One is from a corpus of the entire Internet, and it is of probably the lowest quality that I would want to use at all. It’s bloated with particles, punctuation and roman characters, and there isn’t much I can do to clean it up without really throwing off the quality calculations. It was also collected in 2004. ;_; It’s also badly truncated, so it’s liable to the shortest list I put up. That said, it’s still almost 2/3 of the words on WK, and I figure its relevant, even if the ratings are a bit depressed.
The second one is based on years of 読売 and 毎日 newspaper data, and is very high quality. Probably the best I’ve seen so far. It comes from 2010, and processed nicely into almost every single word in WK. I stripped out just the particles, and the distributions look great.

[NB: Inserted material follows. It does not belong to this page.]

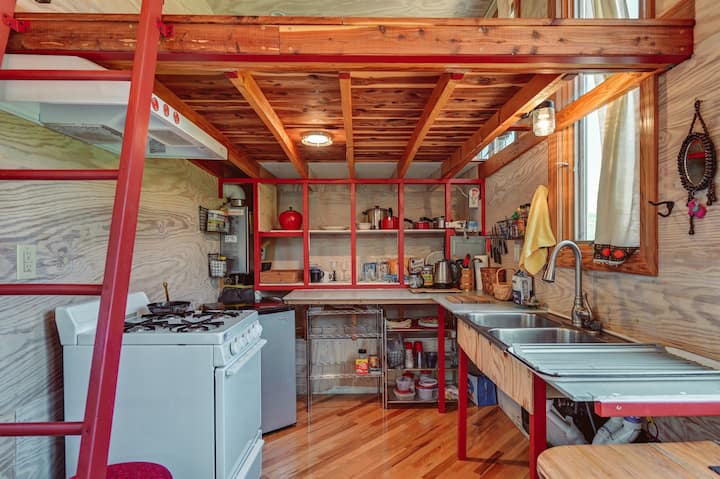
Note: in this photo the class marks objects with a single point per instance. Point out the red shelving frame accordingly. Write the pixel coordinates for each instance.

Looking at this data I’m realizing I want to spend some more time processing and trying to filter out less useful entries. I don’t think I’m going to be able to do much with that internet data short of going to the source (something that is possible, given the tool that generated it is available and open source) but will require a deeper dive.
So what’s left for words: we talked about NHK Easy, but given the we have such a superior data set for two other news sources (albeit fully native/non-children’s) I’m a little unsure how much value there is given the jankiness of its provenance. The other one is the vaporware that is my anime corpus. Yeah… I definitely still intend on getting to it, but it’s really going to take some time…
I’m going to spend some more time on data cleanup today and then head off to do other things. Hopefully this is enough to go on!